What Hilton and Gross were looking for specifically was a certain ratio of iron (Fe) and manganese (Mn) in the rock. This ratio has been found to represent the physical conditions of the environment in which it forms, leaving a planetary fingerprint on the rocks. “Because of the samples brought back to Earth by astronauts on NASA’s Apollo missions, we now know what the Fe/Mn ratio is for the Moon, and can use it to identify meteorites,” says Hilton.

The fragments studied by Hilton and Gross, however, made their way to Earth’s surface in a different way — the result of an event on the lunar crust (most likely an asteroid hitting the Moon and loosening rocks that then broke away from the gravitational pull of the Moon). A small portion of those rocks survived the scorching heat of Earth’s atmosphere and fell harmlessly to the surface in Africa.

This particular rock weighed just 354 grams (less than one pound), and the museum received a very small (6x12 millimeter) sample, but it was enough to conduct a chemical analysis. What Hilton and Gross discovered was that the sample did, in fact, contain the proper ratio of iron and manganese, but this rock differed slightly from the ones brought back by the astronauts.

“We think that this sample may represent a different type of lunar rock that hasn’t been seen before because it had a very high magnesium content,” says Hilton. “Other analyses indicate that it may be from the far side of the Moon.” The Apollo missions landed on the nearside of the Moon, but the nearside and far side differ compositionally. The samples brought back by the Apollo missions have different compositions of magnesium and other elements.

“That may not seem like a big deal to the average person, but it is interesting to planetary scientists because they really don’t know much about the rest of the Moon’s surface,” adds Hilton. “And, because the Moon is no longer geologically active, these findings might tell us more about the ‘giant-impact hypothesis’ (the theory that Earth and Moon were formed at the same time), allowing us to gain a greater understanding of what the original material was that formed our planet.”

Hilton summarized her experience in an extensive research paper, which she wrote last fall. She also helped prepare an abstract that was submitted to the 47th Lunar and Planetary Sciences Conference, where she and Gross will present their findings in March. The classification Gross and Hilton made this summer has been officially accepted by the Meteoritical Bulletin, granting the meteorite a name: Northwest Africa 10401. 

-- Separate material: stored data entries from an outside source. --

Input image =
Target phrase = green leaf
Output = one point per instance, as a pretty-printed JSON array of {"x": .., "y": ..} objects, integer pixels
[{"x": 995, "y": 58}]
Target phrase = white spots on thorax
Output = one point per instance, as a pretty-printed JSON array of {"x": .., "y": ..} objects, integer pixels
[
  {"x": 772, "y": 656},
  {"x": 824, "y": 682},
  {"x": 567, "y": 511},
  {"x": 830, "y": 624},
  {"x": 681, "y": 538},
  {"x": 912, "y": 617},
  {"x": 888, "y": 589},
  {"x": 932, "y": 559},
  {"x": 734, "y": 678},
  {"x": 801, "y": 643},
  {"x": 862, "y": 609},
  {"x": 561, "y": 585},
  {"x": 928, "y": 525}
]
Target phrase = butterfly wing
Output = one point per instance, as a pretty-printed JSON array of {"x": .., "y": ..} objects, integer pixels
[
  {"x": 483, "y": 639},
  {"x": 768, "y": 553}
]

Having an opportunity to be part of an elite research team as an undergraduate has been quite a thrill for Hilton, and she credits Wooster, not only for helping her to land the internship, but also for its daily supportive learning community. “I absolutely would not be where I am now without the help of my brilliant professors in the geology department at Wooster,” she says. “To me, they are the biggest part of what makes Wooster great.”